What he wants to do is feel normal.
For everyone, that is the deep, inner cry of our soul — to fit in, to be valued, to connect with others, to feel normal–whatever “normal” is.
July 19, 2015
I haven’t had much to say lately. Life has been bush, but I’m processing lots on a personal level that isn’t necessarily ready to go out to the world.
June 24, 2015
We live in a complicated world.
One of my co-workers has a child fathered by a man who has not exactly been supportive of his son. It is a long, and unfortunately, fairly typical of a male who cuts and runs when things get tough.
Since then, there is another man that has come into her life, and is a true father and daddy to her son.
The boy’s biological father expresses a bit of an interest around Father’s Day, but it appears to be out of jealousy for the real father figure.
One of the best ways I have heard the immature grown up male described is a “boy that can shave”. I’ve heard Matt Chandler of the Village Church in Texas use that term. I’m not sure if it is originally his, but it sure is accurate.
We exchanged a few texts, and commented about the difference between a father and a dad; alternatively the difference between a man and a boy that can shave.
It can take a few seconds to become a father. Being a dad is a 24/7, 18 plus year commitment.
May 21, 2015
May seems to have been a really busy month.
We have finished up one study. We are waiting to find out about another. Appointments are happening in many places. And that is for the kids.
My dad has been having someundiagnosed pain in his leg for a few months. After being boun around for months, he is finally seeing somedifferent doctors. It looks he is headed for surgery in the not too distant future.
Right now we are living the sandwich generation.
April 28, 2015
April 27, 2006.
It was a day that changed our lives forever.
At the same point in time, our four year long quest to become parents had ended, and our journey as parents began at the same time, as our new baby was delivered.
And the adventure continues.
April 12, 2015
This year has been a blur.
Part of it is getting older. I’ve heard older people say that time goes as you get older. A few years ago, I didn’t really believe. And I didn’t really care, because I had lots of time left.
I find winter to be a tiring season, as the days are short. February was miserably cold this year.

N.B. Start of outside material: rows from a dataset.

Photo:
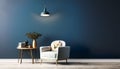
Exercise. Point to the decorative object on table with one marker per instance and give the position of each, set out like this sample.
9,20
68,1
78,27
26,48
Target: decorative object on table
33,36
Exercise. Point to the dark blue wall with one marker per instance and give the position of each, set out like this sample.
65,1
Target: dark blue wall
90,27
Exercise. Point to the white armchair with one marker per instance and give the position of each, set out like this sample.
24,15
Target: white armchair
57,51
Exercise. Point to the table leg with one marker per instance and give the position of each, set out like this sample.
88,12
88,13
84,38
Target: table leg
21,56
18,55
32,56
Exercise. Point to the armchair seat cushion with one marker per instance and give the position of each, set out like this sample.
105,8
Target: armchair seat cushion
49,54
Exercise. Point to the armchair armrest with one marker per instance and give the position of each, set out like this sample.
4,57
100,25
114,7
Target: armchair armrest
45,48
63,52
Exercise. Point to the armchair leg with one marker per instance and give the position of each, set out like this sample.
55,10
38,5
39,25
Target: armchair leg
40,61
66,61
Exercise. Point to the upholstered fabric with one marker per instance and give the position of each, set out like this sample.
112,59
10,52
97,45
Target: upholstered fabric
57,44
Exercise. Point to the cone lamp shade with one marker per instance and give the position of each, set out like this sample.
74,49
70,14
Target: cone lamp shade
45,12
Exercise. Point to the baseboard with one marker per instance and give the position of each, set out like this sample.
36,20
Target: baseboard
69,60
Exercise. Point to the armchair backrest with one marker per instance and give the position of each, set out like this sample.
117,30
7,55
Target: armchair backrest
57,43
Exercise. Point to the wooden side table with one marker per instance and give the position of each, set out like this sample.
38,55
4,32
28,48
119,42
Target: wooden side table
20,54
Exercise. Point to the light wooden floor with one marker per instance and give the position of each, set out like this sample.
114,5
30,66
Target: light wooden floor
72,64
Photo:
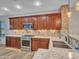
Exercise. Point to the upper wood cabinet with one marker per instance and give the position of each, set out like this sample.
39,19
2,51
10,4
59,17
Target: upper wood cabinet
13,42
47,21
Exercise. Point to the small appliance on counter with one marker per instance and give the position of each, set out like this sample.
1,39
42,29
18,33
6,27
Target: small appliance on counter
28,26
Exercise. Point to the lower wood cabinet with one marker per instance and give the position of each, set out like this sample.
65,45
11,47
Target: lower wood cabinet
40,43
13,42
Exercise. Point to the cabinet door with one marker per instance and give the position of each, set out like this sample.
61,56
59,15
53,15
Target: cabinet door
35,44
44,43
8,42
13,42
35,18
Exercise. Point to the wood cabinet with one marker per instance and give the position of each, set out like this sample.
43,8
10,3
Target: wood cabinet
47,21
40,43
13,42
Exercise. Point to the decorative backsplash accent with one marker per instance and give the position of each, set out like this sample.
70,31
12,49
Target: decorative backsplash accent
35,32
65,20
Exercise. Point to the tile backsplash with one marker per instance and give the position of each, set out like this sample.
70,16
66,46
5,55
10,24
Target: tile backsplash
34,32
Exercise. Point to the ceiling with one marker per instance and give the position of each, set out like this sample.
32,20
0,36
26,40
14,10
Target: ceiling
29,7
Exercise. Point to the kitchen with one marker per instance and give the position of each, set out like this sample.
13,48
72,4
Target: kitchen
44,29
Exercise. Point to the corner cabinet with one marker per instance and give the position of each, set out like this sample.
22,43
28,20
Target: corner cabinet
13,42
40,43
46,21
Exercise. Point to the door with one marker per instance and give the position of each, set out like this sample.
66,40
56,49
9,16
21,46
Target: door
44,43
13,42
35,44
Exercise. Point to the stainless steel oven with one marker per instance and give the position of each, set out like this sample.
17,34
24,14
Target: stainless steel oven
26,42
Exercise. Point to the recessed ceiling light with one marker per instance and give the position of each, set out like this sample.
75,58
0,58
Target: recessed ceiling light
37,3
5,9
18,7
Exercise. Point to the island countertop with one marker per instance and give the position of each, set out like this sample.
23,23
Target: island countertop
56,53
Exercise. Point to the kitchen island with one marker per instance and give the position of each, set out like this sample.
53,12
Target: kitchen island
56,53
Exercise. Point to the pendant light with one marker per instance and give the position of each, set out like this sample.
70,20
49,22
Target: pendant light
77,6
69,12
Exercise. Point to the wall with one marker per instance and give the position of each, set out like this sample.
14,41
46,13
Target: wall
74,22
20,32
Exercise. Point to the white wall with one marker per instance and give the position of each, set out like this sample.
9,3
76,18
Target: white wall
74,22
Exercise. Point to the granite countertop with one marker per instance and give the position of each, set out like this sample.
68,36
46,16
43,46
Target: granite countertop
56,53
33,36
74,36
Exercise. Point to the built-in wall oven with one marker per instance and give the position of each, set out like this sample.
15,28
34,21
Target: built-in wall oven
26,41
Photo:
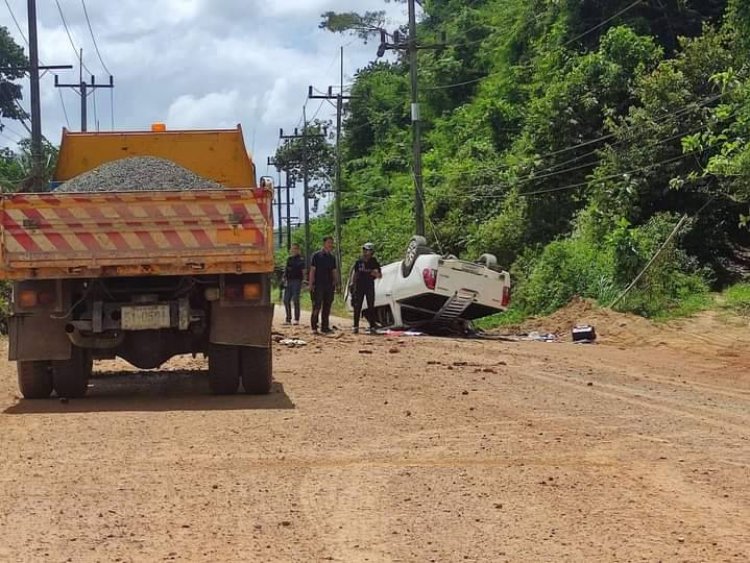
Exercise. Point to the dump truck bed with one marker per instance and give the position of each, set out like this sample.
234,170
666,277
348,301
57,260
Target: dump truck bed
50,236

We have been extremely busy over the past few weeks, as we have been getting an educational assessment completed. It took several trips and meetings to complete the testing and discuss the results.
We received a diagnosis, with an acronym, which we did not expect a few months ago.
It is frustrating to have a diagnosis, but it helps explain some things that we had no explanation for. It also opens the door for some additional assistance and accommodation, which will be helpful.
We will have to work at teaching and developing impulse control and other other skills that most kids have.
We will have to be constantly in prayer and relying on God for wisdom as we parent over the next few years.